1. Die Fähigkeit, eine vertrauensvolle Beziehung aufzubauen, die dem Mitarbeitenden signalisiert, dass er oder sie als Mensch gesehen wird und nicht nur als Funktion. Das beinhaltet einen gewissen Vertrauensvorschuss sowie das Interesse an der Person als solches und an ihrer persönlichen, fachlichen und karriereorientierten Entwicklung.

2. Eine wertschätzende Haltung, die auf Respekt, Wohlwollen und Anerkennung gründet. Hier geht es mehr um kleine Gesten als um große finanzielle Zuwendungen.

3. Das Erschaffen eines angstfreien Arbeitsumfelds mit einer konstruktiven Fehlerkultur und damit Raum für optimale Lernprozesse und Innovation. Ebenso wichtig ist hier der entsprechend professionelle Umgang mit Konflikten.

Verbunden mit der klaren Kommunikation von Zielen und Erwartungen sollte es der Führungskraft so möglich sein, die einzelnen Teammitglieder entsprechend Ihrer Fähigkeiten einzusetzen und zu fördern und angemessene Anerkennung zu geben. Das fördert Handlungsspielraum, Umgang mit Herausforderungen und nicht zuletzt Erfolg. Eine gute Basis für Gesundheit, Zufriedenheit und Mitarbeiterbindung – und wenn man es erst mal kann, gar nicht teuer.

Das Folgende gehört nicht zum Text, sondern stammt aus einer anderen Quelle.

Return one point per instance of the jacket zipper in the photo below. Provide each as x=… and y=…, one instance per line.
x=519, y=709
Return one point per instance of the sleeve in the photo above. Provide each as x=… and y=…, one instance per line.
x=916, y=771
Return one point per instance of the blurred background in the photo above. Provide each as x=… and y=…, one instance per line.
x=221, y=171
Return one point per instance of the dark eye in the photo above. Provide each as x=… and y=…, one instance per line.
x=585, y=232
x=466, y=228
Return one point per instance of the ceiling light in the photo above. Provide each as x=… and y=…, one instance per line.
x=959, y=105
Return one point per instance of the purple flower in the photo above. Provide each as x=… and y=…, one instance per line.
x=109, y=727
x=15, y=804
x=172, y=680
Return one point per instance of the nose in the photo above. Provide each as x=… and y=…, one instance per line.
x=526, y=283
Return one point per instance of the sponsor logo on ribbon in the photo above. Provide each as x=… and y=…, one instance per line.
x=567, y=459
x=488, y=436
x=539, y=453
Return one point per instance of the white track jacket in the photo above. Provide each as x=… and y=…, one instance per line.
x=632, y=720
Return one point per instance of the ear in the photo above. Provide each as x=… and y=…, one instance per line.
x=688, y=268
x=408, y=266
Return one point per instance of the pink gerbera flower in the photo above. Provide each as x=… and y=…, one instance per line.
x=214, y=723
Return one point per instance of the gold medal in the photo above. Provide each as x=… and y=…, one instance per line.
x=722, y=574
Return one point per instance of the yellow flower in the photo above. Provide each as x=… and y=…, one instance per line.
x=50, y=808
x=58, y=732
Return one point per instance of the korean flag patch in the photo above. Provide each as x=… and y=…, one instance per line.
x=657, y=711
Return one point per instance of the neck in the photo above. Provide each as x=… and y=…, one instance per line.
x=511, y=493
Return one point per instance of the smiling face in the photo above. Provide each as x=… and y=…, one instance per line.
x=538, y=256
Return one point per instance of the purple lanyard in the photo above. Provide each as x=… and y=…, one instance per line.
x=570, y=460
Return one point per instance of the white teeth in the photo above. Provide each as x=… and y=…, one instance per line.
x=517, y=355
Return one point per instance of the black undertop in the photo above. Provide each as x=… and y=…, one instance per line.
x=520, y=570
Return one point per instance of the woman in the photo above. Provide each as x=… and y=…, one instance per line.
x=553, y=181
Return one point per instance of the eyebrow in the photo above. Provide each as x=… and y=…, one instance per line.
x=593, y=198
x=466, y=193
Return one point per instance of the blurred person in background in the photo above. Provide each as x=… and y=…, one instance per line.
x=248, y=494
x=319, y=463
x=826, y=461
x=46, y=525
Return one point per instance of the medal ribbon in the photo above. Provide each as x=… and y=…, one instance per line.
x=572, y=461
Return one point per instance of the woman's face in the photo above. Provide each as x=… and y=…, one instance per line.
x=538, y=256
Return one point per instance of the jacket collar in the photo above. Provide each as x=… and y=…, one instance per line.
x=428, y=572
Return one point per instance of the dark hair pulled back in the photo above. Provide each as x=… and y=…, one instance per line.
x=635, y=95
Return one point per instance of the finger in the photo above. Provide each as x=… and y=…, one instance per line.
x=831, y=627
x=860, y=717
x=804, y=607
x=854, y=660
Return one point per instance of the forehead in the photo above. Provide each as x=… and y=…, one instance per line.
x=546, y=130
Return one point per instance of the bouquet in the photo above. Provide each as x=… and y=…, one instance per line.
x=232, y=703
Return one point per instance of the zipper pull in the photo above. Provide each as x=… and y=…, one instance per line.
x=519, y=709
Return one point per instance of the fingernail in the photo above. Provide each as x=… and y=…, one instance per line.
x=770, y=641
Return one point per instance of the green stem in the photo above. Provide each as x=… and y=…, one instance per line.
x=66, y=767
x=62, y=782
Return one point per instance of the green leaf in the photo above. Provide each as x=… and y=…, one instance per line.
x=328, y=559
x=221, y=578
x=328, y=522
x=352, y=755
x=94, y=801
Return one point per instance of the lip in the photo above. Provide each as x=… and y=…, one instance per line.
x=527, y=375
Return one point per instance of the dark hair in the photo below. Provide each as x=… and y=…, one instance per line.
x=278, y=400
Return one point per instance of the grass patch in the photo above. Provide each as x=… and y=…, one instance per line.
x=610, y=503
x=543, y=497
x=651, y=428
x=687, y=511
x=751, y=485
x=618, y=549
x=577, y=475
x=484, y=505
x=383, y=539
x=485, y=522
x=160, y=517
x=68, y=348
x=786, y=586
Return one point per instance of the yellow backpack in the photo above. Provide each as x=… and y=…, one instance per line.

Es ist Kanzleien und Unternehmen zu empfehlen, Ihre Führungskräfte im Aufbau und in der Anwendung dieser Führungskompetenzen zu unterstützen, sei es durch entsprechende Trainings oder individuelles Coaching, und es Ihnen zu ermöglichen, als Vorbild voranzugehen – sowohl im Hinblick auf das „Leben“ der Führungs- und damit auch Umgangskultur als auch im Sinne der Selbstführung und dem Erhalt der eigenen gesunden Leistungsfähigkeit.